Nueva Helvecia, also known as Colonia Suiza, is a city in Uruguay.
The town was founded on April 25, 1862, by European settlers, mainly Swiss, who started to grow crops. It soon became one of the most important agricultural areas in Uruguay. It was here where in 1868 the first mechanical threshing machine of Uruguay was installed, followed in 1876 by the first steam-powered mill.
The town's official name, Nueva Helvecia, means "New Helvetia", from an old word for Switzerland. The alternative name Colonia Suiza means "Swiss Colony".
- 1 Plaza de los Fundadores, 18 de Julio and 25 de Agosto. Designed by architect Luis Mazzini, with its monument and the flower clock.
- 2 Santuario de Nuestra Senora de Schoenstatt, Frau Vogel and Guillermo Tell. Built in 1943, in the Parque del Colegio de Hermanas.
- 3 Escuela de Lecheria (dairy college).
- 4 Molino Quemado (steam mill). Built in 1876
- Tanque de OSE.
- Capilla Católica (Catholic chapel).
- Cooperativa de Viticultores Ozark (Winegrowers cooperative).
- Tiro Suizo.
- Parque Municipal Jose Pedro Varela. With a campsite and public swimming pool.

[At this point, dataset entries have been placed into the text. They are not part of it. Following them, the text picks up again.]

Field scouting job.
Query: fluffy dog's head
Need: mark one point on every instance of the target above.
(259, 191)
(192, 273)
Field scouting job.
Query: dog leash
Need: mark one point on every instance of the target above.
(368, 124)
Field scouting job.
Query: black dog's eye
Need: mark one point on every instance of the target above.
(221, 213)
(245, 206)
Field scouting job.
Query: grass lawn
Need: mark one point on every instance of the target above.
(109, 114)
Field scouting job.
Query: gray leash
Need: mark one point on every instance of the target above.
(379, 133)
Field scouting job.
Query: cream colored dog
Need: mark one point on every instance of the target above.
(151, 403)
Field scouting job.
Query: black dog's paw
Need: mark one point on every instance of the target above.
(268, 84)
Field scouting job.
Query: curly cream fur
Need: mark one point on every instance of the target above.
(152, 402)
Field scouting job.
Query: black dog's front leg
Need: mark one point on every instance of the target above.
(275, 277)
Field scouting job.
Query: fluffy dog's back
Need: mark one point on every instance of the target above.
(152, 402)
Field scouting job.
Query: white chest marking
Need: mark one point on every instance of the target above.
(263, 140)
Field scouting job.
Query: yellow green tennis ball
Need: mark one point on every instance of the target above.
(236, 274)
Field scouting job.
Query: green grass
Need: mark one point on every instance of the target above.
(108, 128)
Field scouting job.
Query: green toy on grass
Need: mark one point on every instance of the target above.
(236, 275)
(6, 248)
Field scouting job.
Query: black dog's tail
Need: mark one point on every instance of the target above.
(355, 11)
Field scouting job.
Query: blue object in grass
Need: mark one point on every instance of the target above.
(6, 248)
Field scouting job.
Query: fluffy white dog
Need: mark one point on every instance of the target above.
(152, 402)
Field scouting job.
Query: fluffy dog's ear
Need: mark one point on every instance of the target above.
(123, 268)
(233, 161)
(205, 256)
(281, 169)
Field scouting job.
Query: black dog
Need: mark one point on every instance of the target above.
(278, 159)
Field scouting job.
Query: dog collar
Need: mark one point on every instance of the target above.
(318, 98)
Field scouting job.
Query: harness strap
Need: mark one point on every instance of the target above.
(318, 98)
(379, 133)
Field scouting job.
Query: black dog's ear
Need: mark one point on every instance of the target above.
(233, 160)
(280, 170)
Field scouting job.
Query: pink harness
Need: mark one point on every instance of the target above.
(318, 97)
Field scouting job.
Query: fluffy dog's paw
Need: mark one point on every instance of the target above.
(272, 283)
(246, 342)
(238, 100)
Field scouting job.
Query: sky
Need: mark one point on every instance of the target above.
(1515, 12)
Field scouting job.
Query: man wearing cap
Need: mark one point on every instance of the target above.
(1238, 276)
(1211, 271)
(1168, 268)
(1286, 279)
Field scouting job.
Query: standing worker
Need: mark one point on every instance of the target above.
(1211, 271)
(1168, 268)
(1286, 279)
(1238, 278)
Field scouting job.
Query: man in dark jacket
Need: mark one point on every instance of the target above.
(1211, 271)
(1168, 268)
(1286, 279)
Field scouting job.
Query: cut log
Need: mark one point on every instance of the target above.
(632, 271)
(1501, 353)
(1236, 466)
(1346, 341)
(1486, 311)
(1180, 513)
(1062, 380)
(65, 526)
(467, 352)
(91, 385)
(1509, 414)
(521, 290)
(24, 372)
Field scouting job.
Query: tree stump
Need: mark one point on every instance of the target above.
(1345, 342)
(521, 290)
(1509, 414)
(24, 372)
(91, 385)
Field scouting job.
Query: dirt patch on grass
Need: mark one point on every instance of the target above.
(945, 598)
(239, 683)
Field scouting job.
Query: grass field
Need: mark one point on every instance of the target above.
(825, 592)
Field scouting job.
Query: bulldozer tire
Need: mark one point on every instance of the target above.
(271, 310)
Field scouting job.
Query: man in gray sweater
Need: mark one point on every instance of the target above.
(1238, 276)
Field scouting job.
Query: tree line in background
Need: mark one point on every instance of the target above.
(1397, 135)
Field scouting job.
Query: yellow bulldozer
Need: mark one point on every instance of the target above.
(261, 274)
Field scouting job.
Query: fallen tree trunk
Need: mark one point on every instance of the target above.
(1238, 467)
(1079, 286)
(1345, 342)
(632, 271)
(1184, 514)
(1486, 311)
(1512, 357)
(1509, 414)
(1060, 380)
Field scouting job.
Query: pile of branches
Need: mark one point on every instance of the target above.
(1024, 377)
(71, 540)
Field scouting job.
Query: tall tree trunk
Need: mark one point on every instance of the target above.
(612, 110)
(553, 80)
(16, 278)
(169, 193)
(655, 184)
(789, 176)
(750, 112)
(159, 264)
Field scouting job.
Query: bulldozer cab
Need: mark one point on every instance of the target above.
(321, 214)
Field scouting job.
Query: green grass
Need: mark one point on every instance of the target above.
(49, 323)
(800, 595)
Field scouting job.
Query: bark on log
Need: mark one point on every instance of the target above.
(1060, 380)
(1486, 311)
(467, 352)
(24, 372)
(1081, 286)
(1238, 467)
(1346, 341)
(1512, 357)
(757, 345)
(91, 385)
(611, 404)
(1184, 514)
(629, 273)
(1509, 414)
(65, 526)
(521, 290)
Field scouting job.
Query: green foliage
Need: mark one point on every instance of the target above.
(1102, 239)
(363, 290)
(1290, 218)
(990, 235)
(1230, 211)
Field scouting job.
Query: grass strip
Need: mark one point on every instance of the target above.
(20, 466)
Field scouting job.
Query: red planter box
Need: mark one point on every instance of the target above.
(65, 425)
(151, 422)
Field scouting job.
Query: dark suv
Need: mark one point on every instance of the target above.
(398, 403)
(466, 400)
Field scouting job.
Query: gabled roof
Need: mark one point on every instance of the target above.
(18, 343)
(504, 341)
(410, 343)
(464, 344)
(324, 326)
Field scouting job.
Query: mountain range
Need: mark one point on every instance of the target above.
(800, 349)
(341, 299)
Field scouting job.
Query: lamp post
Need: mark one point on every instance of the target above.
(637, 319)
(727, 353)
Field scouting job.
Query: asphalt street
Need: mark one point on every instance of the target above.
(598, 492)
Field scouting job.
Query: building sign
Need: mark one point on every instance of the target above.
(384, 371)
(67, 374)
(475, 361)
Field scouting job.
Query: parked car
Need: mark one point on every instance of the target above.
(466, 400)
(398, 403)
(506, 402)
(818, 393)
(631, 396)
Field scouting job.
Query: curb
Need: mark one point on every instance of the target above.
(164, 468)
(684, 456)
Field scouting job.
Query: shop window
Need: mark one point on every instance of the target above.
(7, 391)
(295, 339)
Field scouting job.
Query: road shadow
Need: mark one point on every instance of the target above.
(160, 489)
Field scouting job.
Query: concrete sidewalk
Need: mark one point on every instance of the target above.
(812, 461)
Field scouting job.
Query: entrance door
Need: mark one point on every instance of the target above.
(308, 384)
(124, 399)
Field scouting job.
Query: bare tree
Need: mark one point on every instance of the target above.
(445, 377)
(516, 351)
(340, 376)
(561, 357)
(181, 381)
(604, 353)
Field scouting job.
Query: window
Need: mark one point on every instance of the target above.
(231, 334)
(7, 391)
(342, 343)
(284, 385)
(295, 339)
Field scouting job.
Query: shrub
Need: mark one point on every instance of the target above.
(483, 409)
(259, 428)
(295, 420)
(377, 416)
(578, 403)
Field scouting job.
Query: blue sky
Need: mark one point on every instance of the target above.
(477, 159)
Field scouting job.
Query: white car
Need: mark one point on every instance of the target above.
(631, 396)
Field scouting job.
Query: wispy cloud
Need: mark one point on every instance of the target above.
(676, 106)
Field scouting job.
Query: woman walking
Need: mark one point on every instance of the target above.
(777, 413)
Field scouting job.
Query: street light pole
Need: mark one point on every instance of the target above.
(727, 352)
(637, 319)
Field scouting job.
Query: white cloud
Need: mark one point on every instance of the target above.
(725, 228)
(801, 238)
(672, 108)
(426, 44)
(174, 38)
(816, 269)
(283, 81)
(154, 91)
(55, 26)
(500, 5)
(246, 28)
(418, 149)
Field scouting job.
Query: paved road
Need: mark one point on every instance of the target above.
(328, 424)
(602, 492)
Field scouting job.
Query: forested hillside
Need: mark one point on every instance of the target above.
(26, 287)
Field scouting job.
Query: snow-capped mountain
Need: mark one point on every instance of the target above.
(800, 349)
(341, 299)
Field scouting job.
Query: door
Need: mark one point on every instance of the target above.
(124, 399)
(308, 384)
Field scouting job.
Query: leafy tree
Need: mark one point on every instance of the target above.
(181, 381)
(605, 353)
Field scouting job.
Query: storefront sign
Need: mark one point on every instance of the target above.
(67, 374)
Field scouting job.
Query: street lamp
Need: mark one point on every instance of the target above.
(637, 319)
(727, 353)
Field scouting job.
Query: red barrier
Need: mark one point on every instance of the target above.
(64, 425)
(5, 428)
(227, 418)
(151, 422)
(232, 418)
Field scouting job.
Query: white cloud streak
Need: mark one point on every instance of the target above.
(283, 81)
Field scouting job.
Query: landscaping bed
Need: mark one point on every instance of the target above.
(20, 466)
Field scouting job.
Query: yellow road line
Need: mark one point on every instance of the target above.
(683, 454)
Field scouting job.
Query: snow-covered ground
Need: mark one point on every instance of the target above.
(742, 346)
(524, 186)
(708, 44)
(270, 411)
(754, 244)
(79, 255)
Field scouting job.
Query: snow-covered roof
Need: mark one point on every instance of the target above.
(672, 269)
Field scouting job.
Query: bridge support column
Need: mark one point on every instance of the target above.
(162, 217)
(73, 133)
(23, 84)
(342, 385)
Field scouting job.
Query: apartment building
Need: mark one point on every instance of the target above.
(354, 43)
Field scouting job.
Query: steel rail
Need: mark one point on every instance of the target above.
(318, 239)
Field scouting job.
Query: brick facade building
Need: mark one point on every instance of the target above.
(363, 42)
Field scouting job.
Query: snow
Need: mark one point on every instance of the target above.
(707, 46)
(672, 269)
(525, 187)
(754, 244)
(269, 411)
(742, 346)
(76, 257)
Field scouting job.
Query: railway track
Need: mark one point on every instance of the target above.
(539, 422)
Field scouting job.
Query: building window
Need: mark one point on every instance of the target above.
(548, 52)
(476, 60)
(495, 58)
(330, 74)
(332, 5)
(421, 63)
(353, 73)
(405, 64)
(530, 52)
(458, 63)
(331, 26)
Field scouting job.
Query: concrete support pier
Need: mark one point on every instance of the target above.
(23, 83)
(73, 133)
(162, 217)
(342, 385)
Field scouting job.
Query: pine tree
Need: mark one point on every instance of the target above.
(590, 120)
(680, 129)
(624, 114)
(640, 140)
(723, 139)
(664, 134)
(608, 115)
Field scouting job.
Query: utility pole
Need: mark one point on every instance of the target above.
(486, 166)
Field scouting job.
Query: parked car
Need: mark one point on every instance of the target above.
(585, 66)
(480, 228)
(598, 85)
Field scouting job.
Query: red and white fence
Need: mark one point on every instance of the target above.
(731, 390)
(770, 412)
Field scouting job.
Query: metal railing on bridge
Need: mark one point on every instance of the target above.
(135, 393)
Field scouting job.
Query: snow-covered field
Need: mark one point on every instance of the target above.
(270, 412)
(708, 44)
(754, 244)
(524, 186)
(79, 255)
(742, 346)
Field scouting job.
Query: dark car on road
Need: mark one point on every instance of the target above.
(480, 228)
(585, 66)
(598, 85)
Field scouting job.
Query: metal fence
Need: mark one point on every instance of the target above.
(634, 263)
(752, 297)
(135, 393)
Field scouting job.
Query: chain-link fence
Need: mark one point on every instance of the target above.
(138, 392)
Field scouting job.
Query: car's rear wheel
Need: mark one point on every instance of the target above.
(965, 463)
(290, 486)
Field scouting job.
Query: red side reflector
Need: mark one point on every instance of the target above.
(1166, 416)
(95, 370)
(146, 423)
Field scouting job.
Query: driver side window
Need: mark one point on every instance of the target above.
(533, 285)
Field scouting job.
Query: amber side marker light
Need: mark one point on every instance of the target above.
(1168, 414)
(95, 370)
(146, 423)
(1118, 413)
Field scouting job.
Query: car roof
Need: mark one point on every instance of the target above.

- 5 Primera Capilla Evangélica and Templo Evangélico (next to the Plaza de los Fundadores). Two old churches next to each other. The First Evangelical Chapel (Primera Capilla Evangélica) was built in 1863 by the collaboration of the town's evangelical and Catholic religious communities. The much larger Evangelical Temple (Templo Evangélico) was built two decades later and had its inaugural sermon in 1887.
- The traditional market on Wednesday mornings.
A distinctive Swiss-influenced Uruguayan cheese, Queso Colonia, originated in Colonia Suiza. It's also worth trying papas a la suiza, a local specialty consisting of shredded potatoes cooked in a sort of loose pancake.
- 1 Restaurant Bungalow Suizo, Federico Fischer 355 (next to the Hotel Suizo). 12:00–15:00, 20:00–22:30. An elegant restaurant in a large room evocative of Switzerland—a connection strengthened by all the Swiss pastoral decorations: crests, cowbells, photos, tools, etc. Typical Uruguayan cuisine as well as more distinctive Nueva Helvecia specialties.